Friends of a drag queen tragically killed in India this week have launched a fundraising campaign to support his family.
Queen Harish died in a car accident in Rajasthan, India on Sunday (2 June) morning.
A ketto fundraising campaign wants to raise US$15,000. As of Friday morning, supporters had raised just over US$2,000.
‘Harish was the sole bread earner and came from a humble background’ the fundraising campaign explains.
‘He’s survived by his wife and two young children. He also used to take care of his sisters.’
‘His family has no other source of income and were entirely dependent on him.’
Harish’s car hit a stationary truck on a highway near Jodhpur, according to NDTV.
The crash killed Harish and three other performers.
Queen Harish, whose birth name was Harish Kumar, was celebrated for his performances.
‘His death is a big loss to the field of folk art’ said state chief minister Ashok Gehlot.
‘Dedicated to the folk art and culture of Rajasthan, Harish gave a new identity to Jaisalmer with his different dance style. His death is a big loss to the field of folk art’.
Harish had been dancing since he was a child. After his parents died when he was 12, he faced ridicule when he performed each night to provide for his siblings.
His big break came when he traveled to Europe and met other dancers. Despite widespread conservativism, his feminist energy in his performances gained him nationwide notoriety.

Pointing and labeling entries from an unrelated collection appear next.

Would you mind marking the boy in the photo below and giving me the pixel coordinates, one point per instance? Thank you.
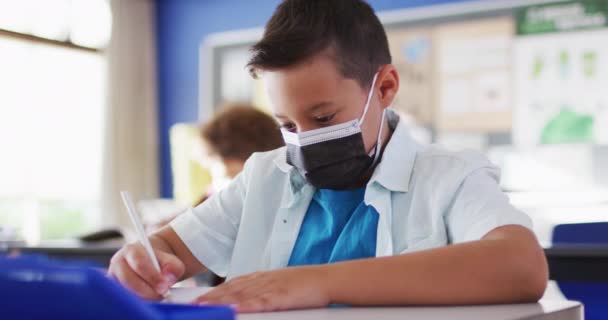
(359, 212)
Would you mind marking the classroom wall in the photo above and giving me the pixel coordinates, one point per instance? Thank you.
(181, 26)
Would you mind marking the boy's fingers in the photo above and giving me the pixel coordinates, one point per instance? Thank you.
(172, 268)
(125, 275)
(138, 260)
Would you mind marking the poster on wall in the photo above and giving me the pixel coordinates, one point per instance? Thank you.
(473, 70)
(561, 74)
(411, 51)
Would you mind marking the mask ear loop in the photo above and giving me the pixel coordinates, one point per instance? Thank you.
(379, 140)
(369, 98)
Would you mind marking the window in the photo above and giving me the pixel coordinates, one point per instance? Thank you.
(52, 95)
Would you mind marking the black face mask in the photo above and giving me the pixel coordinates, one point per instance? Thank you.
(333, 157)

According to local media, he had taught more than 15,000 students.
Former Mr Gay India and renowned drag queen, Sushant Divgikar, said Harish’s death was a ‘great loss’.
He said Harish was ‘one of the first artistes in India to celebrate DRAG as an art form and be proud of the Indian Flavour in drag’.
‘It pains me to type this. It’s a great loss to all of us and more importantly to the stage’ Divigikar wrote.
‘We have lost one of our very best. Your legacy will live on forever.’
Many fellow performers from across the world had left messages of condolences on Harish’s Facebook page.
‘I will remember Queeny Harish as a strong and humble being, young, decent and elegant man with a very firm and strong voice’ wrote Ute Marke.
‘Voice of the underprivileged, changemaker against all odds’ they also said.